The reason? Mark Hamilton’s KRSA lobbied the board to deny these actions. Does this sound like a conservation group to you?
The BOF process has been lauded by some as an open and democratic process. Sure, everyone is allowed to speak, but the lobbying happens behind the curtain and most actions are predetermined prior to the obligatory public testimony.
In essence, KRSA and their paid staff in collaboration with a cooperative BOF, control the details of the commercial fisheries management plan in Cook Inlet; a commercial fishery that provides 5 percent of the global production of wild sockeye. Raise your hand if this makes any sense to you.
You may have heard about the proposed initiative that, if approved by the courts, would eliminate setnetting in Cook Inlet. This is the initiative brought forward by KRSA founding father Bob Penney that would, if passed, eliminate more than 500 working families in Cook Inlet. This initiative was sponsored by many KRSA present and past board members, including current president Mark Hamilton. Eliminating setnetters will never solve in-river habitat problems.

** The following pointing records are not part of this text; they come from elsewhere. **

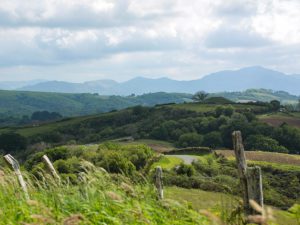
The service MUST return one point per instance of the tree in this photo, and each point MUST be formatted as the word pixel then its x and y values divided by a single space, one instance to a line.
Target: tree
pixel 190 140
pixel 213 139
pixel 260 142
pixel 200 96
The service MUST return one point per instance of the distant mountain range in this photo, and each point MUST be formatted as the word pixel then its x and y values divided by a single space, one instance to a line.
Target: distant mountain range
pixel 229 81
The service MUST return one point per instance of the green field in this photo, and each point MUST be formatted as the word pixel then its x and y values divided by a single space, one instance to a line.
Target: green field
pixel 276 119
pixel 202 107
pixel 218 202
pixel 271 157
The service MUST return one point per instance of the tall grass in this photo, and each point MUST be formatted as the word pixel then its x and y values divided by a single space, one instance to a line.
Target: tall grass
pixel 97 198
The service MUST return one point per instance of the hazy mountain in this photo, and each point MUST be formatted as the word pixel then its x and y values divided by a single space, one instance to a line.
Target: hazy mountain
pixel 12 85
pixel 230 80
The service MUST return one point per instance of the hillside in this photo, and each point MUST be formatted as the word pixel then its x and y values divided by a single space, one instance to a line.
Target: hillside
pixel 230 80
pixel 19 103
pixel 263 95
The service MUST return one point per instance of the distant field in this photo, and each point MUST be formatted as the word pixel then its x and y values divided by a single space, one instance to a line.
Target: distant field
pixel 276 119
pixel 168 162
pixel 31 130
pixel 199 107
pixel 156 145
pixel 270 157
pixel 211 200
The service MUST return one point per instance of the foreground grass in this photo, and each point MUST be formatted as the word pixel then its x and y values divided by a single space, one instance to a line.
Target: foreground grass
pixel 98 198
pixel 218 203
pixel 168 162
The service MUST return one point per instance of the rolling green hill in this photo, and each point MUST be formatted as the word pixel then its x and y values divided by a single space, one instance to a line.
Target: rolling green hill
pixel 19 103
pixel 263 95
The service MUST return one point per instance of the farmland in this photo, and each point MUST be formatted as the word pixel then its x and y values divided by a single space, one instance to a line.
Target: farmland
pixel 276 119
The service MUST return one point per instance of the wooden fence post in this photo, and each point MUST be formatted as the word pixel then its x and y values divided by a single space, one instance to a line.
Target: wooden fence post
pixel 242 165
pixel 250 177
pixel 51 167
pixel 158 182
pixel 16 167
pixel 254 179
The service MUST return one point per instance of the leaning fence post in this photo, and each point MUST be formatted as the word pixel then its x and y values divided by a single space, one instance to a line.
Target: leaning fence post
pixel 158 182
pixel 250 177
pixel 51 167
pixel 242 165
pixel 254 180
pixel 16 167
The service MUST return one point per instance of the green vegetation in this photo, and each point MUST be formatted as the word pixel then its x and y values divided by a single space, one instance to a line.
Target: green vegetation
pixel 125 195
pixel 182 127
pixel 278 118
pixel 98 198
pixel 211 173
pixel 262 95
pixel 17 106
pixel 204 200
pixel 168 162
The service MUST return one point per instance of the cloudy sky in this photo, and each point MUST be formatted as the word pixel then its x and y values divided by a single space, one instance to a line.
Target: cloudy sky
pixel 79 40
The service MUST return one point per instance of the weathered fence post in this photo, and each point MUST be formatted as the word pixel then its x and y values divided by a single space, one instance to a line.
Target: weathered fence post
pixel 51 167
pixel 250 177
pixel 16 167
pixel 158 182
pixel 254 179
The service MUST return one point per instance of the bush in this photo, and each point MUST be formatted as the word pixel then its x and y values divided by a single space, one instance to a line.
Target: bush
pixel 260 142
pixel 213 139
pixel 11 142
pixel 184 169
pixel 190 140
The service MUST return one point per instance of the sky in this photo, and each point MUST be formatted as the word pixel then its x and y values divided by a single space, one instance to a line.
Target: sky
pixel 80 40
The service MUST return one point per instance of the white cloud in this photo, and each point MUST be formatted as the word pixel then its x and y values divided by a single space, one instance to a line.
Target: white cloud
pixel 55 39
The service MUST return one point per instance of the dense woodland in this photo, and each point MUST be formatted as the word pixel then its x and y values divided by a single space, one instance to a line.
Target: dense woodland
pixel 185 128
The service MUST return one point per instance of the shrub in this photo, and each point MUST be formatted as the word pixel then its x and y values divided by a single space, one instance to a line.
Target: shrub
pixel 260 142
pixel 213 139
pixel 190 140
pixel 184 169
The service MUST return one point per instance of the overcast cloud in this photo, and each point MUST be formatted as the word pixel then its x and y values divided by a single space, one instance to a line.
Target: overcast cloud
pixel 79 40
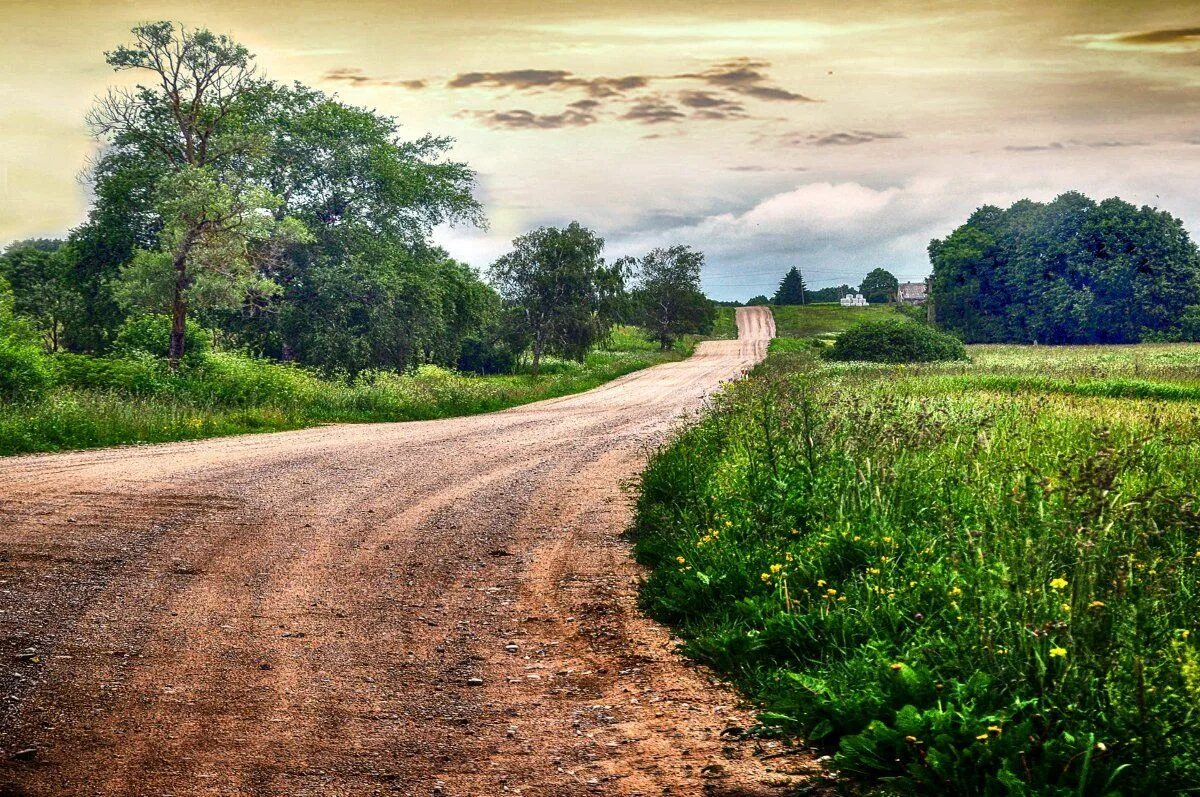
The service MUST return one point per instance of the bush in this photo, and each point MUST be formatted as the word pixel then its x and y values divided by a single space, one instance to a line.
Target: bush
pixel 895 340
pixel 151 335
pixel 485 357
pixel 24 370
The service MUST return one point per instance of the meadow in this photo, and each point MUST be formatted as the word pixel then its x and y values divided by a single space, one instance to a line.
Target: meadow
pixel 975 579
pixel 121 400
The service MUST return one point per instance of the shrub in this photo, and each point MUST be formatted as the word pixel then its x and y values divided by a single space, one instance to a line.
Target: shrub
pixel 151 334
pixel 477 355
pixel 893 340
pixel 24 370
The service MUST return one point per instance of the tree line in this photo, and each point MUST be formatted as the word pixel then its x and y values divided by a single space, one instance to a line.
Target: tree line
pixel 293 226
pixel 1068 271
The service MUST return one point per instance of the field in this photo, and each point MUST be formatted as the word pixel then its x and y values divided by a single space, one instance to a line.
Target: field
pixel 111 401
pixel 960 579
pixel 807 321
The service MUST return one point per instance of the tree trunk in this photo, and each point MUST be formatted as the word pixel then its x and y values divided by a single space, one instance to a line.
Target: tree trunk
pixel 537 354
pixel 179 305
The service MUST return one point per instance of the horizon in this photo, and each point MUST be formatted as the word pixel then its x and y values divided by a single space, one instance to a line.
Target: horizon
pixel 769 136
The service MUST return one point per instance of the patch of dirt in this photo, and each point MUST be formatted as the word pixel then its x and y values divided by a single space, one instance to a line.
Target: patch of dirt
pixel 437 607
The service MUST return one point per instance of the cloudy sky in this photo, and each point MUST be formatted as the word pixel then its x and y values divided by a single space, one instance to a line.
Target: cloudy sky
pixel 833 136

The Endangered Species Act, in federal law, is designed to take action to protect a species when one or more of the following factors exist: 1) damage to, or destruction of, a species’ habitat; 2) over utilization of the species for commercial, scientific or educational purposes; 3) disease or predation; 4) inadequacy of existing protection; 5) other natural or manmade factors that affect the continued existence of the species. I believe that most of these five factors exist and have existed on the river for many years.
With awareness that the early king run in the Kenai has been virtually decimated without any interference whatsoever from commercial fishermen, perhaps it is time to look beyond the BOF process for meaningful relief for Kenai River king salmon. Putting political considerations ahead of sound scientific management is morally, scientifically and intellectually wrong.
In the final analysis, the Kenai kings may pass onto the endangered species list at the hands of those who have created the illusion that they are protecting them.
Frank Mullen is an Alaskan, a longtime commercial fisherman and businessman, and former Kenai Peninsula Borough Assembly member. He lives in Homer.